特定の脆弱性によって表されるリスクのこれまでの測定法 (通常、共通脆弱性スコアリング システム (CVSS)) はうまく機能しないと、公共政策シンクタンクであり共同議長を務める RAND Corporation の上級政策研究者である Sasha Romanosky は述べています。 EPSS Special Interest Group のメンバー。
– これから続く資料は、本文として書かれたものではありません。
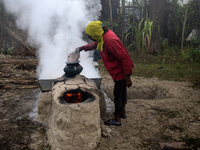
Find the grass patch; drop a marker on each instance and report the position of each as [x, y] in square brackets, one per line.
[167, 113]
「CVSS は脆弱性の影響 [または] 重大度を把握するのに役立ちますが、脅威の有用な測定にはなりません。業界としての能力が根本的に欠けており、これが EPSS が埋めようとしているギャップです」と彼は言います。 . 「良いニュースは、より多くのベンダーからのより多くのエクスプロイト データを統合するにつれて、スコアがどんどん良くなっていくということです。」
異種データの接続
Exploit Prediction Scoring System は、ソフトウェア メンテナーからの情報、エクスプロイト データベースからのコード、セキュリティ会社から送信されたエクスプロイト イベントなど、サード パーティからのさまざまなデータを関連付けます。 これらすべてのイベントを各脆弱性の共通の識別子 (CVE) を介して接続することにより、機械学習モデルは、欠陥が悪用されるかどうかを示す要因を学習できます。 たとえば、脆弱性がコードの実行を許可するかどうか、脆弱性を悪用する方法に関する指示が XNUMX つの主要な悪用データベースのいずれかに公開されているかどうか、および CVE で言及されている参照の数はすべて、脆弱性が脆弱かどうかを予測するために使用できる要因です。悪用されます。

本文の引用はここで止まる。